Since we're decommissioning, the actual blocks are still available in the data directories on the old node. So I happily copied one of them, and its meta file, over to an active node. They're in a different data directory, but the "subdirs" underneath "finalized" are the same. The NameNode still can't see the block, though. Is there a way for me to tell the NameNode "Hey, that block's over here now!" without actually restarting it?
I know I can probably recommission the node I took down, fix the RF on the files, and then decom it again, but these are big nodes (each holds about 2 TB of HDFS data), and decommissioning takes several hours.
Created 06-29-2017 02:51 PM
Have you tried restart the DN where you copied the blocks to?

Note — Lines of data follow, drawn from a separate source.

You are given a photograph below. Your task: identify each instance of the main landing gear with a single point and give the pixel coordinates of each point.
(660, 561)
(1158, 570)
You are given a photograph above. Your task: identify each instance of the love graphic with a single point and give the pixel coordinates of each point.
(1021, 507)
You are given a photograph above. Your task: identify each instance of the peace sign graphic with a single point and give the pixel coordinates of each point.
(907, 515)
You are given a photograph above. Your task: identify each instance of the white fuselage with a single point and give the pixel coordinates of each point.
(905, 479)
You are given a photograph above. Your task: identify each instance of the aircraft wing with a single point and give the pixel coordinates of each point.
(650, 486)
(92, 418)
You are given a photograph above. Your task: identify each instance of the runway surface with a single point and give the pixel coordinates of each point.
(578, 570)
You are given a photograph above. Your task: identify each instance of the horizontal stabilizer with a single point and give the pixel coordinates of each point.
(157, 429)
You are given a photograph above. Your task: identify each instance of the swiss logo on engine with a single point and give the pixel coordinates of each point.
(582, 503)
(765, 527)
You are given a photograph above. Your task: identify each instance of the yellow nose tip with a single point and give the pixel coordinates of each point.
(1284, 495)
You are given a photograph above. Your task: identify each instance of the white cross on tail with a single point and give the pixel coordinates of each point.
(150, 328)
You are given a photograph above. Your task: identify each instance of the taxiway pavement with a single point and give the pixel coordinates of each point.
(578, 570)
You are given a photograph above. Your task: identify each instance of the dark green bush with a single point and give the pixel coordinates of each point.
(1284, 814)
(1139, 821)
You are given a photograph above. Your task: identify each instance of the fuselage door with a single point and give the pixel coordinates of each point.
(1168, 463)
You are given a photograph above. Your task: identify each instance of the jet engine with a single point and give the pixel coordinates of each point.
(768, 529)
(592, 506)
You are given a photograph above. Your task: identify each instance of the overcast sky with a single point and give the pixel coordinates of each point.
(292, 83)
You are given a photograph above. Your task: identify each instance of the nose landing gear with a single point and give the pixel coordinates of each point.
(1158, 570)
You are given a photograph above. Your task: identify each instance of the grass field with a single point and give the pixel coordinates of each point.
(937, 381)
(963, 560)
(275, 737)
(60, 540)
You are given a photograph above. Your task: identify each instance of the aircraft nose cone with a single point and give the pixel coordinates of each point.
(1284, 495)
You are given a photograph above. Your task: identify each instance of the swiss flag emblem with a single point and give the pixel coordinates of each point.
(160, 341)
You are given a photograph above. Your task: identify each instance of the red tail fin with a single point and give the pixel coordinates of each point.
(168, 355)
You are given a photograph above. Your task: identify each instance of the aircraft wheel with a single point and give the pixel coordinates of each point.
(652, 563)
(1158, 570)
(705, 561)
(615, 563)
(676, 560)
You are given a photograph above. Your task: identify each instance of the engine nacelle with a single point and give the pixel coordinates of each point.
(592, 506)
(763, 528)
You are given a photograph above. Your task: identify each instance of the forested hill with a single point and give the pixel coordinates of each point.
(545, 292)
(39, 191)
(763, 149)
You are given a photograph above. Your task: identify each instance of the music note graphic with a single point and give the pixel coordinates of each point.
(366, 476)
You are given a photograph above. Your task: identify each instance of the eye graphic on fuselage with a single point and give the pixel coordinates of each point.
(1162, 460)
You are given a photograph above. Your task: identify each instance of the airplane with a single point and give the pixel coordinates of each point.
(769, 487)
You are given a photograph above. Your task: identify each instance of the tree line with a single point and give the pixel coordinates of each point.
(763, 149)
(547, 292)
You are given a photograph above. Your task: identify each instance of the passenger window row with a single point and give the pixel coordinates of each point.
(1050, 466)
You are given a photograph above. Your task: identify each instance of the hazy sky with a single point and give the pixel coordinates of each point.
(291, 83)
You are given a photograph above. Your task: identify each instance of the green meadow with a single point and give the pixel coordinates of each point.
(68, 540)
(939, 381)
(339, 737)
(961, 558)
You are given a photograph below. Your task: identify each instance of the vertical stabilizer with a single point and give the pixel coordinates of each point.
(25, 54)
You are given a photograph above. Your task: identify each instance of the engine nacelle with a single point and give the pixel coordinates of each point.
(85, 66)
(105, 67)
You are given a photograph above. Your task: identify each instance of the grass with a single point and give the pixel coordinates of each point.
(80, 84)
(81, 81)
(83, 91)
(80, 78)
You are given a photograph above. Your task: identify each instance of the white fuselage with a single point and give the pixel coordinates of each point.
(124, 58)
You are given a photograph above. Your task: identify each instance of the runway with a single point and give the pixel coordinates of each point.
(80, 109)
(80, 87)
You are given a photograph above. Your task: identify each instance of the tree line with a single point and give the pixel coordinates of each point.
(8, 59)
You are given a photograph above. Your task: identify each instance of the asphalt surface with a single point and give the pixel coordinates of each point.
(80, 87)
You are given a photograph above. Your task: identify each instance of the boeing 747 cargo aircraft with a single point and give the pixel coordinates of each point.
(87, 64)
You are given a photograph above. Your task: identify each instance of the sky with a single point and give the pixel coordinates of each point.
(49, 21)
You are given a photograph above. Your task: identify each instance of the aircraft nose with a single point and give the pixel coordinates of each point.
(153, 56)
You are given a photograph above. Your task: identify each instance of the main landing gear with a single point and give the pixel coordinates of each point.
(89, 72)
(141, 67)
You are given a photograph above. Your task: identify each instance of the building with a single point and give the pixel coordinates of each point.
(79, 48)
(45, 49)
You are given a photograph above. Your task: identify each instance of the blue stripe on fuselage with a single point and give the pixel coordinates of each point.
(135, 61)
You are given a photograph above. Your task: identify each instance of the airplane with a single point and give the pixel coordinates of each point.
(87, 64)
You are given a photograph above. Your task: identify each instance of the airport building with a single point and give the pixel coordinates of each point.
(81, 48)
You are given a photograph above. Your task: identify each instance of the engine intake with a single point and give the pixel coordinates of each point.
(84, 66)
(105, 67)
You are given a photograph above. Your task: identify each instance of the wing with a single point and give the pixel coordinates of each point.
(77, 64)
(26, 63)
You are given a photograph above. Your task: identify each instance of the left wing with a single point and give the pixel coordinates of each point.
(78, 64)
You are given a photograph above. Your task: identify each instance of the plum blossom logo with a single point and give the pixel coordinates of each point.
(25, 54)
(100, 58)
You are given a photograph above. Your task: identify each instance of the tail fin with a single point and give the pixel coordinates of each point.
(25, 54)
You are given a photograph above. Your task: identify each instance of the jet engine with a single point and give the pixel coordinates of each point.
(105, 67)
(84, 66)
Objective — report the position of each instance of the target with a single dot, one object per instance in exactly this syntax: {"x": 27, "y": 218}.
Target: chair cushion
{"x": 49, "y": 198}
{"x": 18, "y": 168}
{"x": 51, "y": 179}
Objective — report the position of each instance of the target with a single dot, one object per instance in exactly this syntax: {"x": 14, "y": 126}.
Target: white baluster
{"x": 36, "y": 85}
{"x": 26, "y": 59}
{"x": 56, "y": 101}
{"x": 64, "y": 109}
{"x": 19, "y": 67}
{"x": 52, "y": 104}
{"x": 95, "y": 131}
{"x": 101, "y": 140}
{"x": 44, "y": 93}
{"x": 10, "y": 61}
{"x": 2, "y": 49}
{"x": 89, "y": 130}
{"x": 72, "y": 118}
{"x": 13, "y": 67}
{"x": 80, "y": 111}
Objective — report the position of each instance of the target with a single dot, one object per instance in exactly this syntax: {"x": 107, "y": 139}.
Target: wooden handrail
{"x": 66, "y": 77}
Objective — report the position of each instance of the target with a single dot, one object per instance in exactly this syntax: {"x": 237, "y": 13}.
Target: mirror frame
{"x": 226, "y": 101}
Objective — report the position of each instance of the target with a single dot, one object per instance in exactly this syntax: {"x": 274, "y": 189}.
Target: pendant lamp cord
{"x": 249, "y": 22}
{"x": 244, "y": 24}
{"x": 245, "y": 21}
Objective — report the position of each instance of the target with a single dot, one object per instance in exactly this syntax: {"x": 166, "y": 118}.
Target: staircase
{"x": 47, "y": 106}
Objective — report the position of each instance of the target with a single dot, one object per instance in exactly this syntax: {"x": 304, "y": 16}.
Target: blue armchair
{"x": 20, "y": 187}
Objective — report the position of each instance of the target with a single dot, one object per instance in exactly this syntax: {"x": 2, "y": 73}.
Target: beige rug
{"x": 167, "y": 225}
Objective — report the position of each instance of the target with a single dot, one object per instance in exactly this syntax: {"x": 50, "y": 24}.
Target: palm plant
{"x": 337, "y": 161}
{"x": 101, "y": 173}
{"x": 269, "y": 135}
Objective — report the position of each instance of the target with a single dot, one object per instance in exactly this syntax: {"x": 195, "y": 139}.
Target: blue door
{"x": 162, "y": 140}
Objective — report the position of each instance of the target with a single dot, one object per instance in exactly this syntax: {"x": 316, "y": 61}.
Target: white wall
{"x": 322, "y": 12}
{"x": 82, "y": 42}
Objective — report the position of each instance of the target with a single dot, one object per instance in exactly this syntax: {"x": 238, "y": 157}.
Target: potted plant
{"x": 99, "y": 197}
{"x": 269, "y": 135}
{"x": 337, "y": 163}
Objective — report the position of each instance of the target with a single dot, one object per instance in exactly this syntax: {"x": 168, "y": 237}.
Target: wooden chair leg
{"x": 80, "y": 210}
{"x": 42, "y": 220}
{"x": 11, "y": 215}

Also, try force a full block report: hdfs dfsadmin -triggerBlockReport <datanode_host:ipc_port>
Created 06-29-2017 06:03 PM
Created 06-30-2017 05:08 AM
Created 06-30-2017 05:06 AM
Created 06-30-2017 02:01 AM
if your cluster is managed by Cloudera manager , I would use it for decommissioning rather doing it manually , it more safe and recommended.
Created 06-30-2017 05:08 AM
Created 06-30-2017 06:34 AM
Interesting story.
The decomm process would not complete until all blocks have at least 1 good replica on other DNs. (good replica = replicas that are not stale and on a DataNode that is not being decommissioned or already decommissioned)
DirectoryScanner in a DataNode scans the entire directory, reconciling inconsistency between in-memory block map and on-disk replica, so it would eventually pick up the added replica, just a matter of time.